Edwidge Danticat writes with sophistication beyond her years and with an ethereal beauty. It is unbelievable to me that someone can produce works of such maturity and grace as “Breath, Eyes, Memory” and “the farming of bones” before the age of 30.
In “the farming of bones” Danticat takes her readers to the other side of her native island of Hispaniola, laying bare the oppression and desperation of Haitian immigrants in the Dominican Republic of the 1930s. Here she explores the trials of a servant class, the violence implicit to the work of migrant cane harvesters, and the pervasive trauma of refugees. Peopled by characters whose voices are all but snuffed out, this novel eloquently captures the human need for a voice.
“Taking turns, they exchanged tales quickly, the haste in their voices sometimes blurring the words, for greater than their desire to be heard was the hunger to tell. One could hear it in the fervor of the declarations, the obscenities shouted when something could
not be remembered fast enough, when a stutter allowed another speaker to race into his own account without the stutterer having completed his.”
These voiceless immigrants, too, face prejudice and exclusion that is frighteningly familiar to today’s political rhetoric.
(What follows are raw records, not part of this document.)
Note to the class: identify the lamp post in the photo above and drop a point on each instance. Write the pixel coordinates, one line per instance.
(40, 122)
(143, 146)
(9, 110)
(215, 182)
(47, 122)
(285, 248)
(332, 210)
“‘I pushed my son out of my body here, in this country,’ one woman said in a mix of Alegrian Kreyol and Spanish, the tangled language of those who aways stuttered as they spoke, caught as they were on the narrow ridge between two nearly native tongues. ‘My mother too pushed me out of her body here. Not me, not my son, not one of us has ever seen the other side of the border. Still they won’t put our birth papers in our palms so my son can have knowledge placed into his head by a proper educator in a proper school.”
But “the farming of bones” isn’t just a story of political turmoil and class struggle. It is a love story full of a passion that brings heat to the cheeks of the reader, not out of modesty or embarrassment, but out of empathy because of how exquisitely Danticat writes. The protagonist Amabelle feels an intense, once in a lifetime chemistry with her lover; “For some, passion is the gift of a ring in a church ceremony, the bearing of children as shared property. For me it was just a smile I couldn’t help, tugging at the sides of my face.” Her connection to Sebastian cuts to her core:
“I’m afraid to be shy, distant, and cold. I am afraid I cease to exist when he’s not there. I’m like one of those sea stones that sucks its colors inside and loses its translucence once it’s taken out into the sun, out of the froth of the waves. When he’s not there, I’m afraid I know no one and no one knows me.”
This work is a braid of timeless romance and (unfortunately) timeless struggle. It is, like her earlier work, a gift to breath, eyes, and memory. Danticat is a force to be reckoned with and hopefully one who continues to write for many years to come.